Available at Amazon.
Reviewed by Ulysses Dietz
Member of The Paranormal Guild Review Team
Sue Brown is a good author. After this book, I’ve determined that I must go to Cornwall to see what it’s all about. How many books have I read set on the Cornish coast somewhere? It must be a magical place, not like its American equivalents, such as Cape Cod. I don’t think there is, emotionally, an American equivalent. Maybe the coast of Maine.
Gabriel Pennant is a graphic designer who lives in an isolated coastal village in Cornwall because his wife is a local. He and Jenny and their son Michael find complete happiness there, until a freak storm sweeps his wife and child away, leaving Gabriel irreparably broken, watching the sea from atop the cliff day after day, wondering if he shouldn’t just join his lost family in the waves below.
Then Gabriel spots a tiny white boat being tossed in the waves of another approaching storm and risks his life to rescue the young man he finds lying unconscious and half-drowned on its deck. It is this not-quite-magical event, the sea giving something back to a man from whom it has taken everything, that sets the narrative for the book. It’s a great set-up, made better by the vivid presence of Toby, Jenny’s twin brother, who is the town doctor, and the rescued man himself, known only as Sam because of his amnesia. Yeah, amnesia is such a classic romance trope, but used to great effect here.

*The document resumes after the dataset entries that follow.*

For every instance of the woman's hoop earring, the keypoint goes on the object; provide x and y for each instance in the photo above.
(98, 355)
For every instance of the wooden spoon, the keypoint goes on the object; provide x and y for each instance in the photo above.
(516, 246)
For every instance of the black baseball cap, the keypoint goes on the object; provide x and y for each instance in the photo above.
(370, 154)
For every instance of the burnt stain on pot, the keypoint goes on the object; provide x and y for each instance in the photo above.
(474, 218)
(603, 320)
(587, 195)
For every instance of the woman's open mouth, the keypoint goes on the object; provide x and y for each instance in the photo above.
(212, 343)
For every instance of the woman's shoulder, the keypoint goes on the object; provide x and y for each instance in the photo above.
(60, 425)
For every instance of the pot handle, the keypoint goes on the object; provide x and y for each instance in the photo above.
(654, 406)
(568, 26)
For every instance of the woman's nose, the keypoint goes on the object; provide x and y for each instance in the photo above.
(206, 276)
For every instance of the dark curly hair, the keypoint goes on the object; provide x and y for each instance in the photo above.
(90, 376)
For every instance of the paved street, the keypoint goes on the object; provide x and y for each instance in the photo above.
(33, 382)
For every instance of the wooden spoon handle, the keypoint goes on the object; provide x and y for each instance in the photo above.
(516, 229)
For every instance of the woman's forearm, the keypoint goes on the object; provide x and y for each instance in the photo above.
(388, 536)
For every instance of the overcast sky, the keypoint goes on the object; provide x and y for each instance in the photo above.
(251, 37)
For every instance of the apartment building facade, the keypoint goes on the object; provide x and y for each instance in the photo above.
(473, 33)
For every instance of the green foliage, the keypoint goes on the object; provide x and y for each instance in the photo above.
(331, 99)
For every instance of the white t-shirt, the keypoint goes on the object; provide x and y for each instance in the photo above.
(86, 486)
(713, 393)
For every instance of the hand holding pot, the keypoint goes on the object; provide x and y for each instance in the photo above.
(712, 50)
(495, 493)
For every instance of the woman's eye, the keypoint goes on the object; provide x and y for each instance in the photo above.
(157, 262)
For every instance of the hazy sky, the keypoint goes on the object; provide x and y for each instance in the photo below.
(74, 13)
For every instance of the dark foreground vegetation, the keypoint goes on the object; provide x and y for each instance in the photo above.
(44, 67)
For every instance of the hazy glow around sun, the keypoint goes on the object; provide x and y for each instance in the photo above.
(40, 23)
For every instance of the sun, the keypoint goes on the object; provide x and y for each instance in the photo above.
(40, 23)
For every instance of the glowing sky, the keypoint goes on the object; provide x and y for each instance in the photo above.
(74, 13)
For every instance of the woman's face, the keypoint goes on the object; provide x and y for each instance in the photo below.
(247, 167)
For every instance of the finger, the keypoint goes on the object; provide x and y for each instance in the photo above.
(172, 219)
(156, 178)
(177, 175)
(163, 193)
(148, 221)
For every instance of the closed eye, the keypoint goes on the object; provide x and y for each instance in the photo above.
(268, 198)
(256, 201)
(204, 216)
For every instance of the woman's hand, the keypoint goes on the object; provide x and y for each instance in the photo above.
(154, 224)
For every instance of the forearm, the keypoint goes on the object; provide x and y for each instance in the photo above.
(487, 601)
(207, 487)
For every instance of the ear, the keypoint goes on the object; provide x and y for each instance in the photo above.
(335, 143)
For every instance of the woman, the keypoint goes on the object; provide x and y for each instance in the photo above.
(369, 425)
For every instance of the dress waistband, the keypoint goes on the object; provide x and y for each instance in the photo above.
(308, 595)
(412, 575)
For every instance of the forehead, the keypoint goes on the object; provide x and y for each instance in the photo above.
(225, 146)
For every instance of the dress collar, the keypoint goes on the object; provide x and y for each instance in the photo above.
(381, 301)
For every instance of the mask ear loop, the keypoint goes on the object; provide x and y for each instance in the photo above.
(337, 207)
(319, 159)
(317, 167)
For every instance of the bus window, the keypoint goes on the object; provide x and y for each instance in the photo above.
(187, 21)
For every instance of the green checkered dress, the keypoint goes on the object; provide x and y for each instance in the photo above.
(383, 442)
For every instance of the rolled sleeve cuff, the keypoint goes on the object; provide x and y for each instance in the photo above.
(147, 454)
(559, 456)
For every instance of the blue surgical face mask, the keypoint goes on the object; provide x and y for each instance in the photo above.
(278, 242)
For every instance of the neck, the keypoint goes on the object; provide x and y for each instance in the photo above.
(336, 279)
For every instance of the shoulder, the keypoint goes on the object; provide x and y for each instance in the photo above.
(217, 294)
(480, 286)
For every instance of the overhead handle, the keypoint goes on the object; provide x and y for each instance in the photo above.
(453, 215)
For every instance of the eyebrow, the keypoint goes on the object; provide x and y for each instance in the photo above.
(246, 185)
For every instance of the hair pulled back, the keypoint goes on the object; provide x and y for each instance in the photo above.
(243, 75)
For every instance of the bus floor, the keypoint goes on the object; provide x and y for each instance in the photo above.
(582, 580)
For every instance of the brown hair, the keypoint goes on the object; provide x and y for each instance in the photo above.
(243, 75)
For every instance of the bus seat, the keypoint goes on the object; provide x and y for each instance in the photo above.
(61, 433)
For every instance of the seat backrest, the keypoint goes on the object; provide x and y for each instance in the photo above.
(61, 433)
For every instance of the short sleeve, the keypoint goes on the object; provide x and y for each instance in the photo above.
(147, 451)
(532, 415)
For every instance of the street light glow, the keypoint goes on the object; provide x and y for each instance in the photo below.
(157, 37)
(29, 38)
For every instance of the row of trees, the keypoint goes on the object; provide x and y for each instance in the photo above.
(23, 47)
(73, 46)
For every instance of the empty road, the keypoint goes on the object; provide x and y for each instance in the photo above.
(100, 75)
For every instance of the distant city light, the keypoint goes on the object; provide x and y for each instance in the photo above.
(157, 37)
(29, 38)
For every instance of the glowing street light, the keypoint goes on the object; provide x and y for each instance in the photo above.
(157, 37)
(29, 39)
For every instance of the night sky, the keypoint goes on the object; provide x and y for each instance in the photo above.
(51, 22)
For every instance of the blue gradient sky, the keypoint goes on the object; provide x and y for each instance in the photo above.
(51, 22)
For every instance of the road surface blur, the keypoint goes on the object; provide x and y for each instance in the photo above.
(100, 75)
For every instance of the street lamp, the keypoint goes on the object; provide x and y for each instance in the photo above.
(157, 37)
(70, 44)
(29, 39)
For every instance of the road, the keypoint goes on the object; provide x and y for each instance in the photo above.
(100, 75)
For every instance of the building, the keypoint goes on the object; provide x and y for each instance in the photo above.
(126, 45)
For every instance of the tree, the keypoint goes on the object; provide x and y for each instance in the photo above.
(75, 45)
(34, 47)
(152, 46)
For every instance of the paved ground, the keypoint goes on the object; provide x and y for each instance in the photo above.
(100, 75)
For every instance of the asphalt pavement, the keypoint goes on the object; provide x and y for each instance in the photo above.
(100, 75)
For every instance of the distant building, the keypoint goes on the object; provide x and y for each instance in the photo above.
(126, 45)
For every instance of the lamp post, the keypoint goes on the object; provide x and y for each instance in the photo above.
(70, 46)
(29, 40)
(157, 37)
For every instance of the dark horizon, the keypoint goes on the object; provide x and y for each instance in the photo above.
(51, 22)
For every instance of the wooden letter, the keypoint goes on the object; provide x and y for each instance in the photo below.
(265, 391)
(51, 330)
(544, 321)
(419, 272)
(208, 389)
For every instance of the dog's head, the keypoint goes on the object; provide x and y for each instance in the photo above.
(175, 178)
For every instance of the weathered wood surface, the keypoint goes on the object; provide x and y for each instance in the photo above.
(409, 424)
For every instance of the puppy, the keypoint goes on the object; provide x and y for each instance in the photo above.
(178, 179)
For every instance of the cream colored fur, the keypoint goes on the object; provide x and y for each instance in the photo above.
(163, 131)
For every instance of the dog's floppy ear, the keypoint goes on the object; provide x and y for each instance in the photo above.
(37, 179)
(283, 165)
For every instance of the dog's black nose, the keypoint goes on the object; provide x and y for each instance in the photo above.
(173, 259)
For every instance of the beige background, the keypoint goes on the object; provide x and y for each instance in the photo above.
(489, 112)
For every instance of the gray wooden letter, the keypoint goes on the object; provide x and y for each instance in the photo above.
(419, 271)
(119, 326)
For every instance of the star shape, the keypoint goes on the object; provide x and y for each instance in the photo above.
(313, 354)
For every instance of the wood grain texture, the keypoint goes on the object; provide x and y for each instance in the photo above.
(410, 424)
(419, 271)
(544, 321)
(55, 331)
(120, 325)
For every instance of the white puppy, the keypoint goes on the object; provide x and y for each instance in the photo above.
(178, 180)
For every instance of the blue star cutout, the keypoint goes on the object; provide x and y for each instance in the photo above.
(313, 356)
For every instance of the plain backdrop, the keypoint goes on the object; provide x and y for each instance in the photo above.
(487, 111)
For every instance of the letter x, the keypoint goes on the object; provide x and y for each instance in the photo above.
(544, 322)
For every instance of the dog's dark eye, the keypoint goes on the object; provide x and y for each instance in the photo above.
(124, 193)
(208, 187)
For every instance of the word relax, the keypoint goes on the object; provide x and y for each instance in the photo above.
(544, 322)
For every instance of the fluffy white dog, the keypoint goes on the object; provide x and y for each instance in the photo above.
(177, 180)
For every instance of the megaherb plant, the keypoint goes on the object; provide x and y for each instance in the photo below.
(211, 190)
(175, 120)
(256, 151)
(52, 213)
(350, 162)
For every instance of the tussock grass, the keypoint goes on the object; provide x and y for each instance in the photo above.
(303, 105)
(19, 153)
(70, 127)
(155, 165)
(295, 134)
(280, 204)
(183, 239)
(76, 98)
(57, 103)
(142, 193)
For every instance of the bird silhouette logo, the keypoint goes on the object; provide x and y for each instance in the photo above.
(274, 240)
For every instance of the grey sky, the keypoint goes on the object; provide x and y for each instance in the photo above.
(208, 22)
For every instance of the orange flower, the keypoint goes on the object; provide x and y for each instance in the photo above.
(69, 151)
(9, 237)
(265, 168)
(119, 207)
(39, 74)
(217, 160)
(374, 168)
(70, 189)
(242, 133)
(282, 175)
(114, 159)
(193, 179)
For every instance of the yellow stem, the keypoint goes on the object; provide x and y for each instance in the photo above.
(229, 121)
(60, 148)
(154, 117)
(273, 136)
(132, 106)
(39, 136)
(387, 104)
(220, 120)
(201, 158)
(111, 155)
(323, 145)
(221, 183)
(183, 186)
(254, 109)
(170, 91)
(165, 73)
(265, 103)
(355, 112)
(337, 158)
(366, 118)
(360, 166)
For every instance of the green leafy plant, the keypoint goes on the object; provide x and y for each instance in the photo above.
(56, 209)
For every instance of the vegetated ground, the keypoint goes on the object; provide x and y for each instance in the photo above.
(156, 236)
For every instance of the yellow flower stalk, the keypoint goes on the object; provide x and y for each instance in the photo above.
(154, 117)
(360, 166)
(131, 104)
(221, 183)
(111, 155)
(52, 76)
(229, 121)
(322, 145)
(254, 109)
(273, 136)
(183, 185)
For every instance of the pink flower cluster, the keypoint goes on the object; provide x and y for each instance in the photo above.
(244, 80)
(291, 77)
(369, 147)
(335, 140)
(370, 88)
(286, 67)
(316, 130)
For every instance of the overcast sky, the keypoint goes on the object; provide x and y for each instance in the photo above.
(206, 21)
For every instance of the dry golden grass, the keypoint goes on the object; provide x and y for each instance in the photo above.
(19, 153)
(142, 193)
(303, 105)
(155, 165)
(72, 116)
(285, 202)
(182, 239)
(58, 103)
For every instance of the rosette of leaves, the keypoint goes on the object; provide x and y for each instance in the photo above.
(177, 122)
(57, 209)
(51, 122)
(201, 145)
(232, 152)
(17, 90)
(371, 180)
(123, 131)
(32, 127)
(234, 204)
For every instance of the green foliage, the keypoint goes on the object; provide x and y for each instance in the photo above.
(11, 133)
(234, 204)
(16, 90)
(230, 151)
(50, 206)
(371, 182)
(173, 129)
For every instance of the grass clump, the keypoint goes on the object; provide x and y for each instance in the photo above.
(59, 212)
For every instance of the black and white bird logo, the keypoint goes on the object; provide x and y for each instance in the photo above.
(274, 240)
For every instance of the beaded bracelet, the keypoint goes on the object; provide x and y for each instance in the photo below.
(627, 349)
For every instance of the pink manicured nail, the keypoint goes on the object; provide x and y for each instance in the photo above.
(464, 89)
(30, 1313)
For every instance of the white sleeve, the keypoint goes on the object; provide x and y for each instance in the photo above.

Anyone who’s ever seen the UK television series “Doc Martin” knows something of village life on the Cornish coast. It is low-hanging fruit for a skilled novelist, especially if she can create characters that jump off the page and pull you into their fictional world. “Gabriel’s Storm” (and there’s a pun in there) is a perfect example of skill and setting used in a deft balance. It fulfills all its promises, yet also remains both plausible and fantastical at the same time.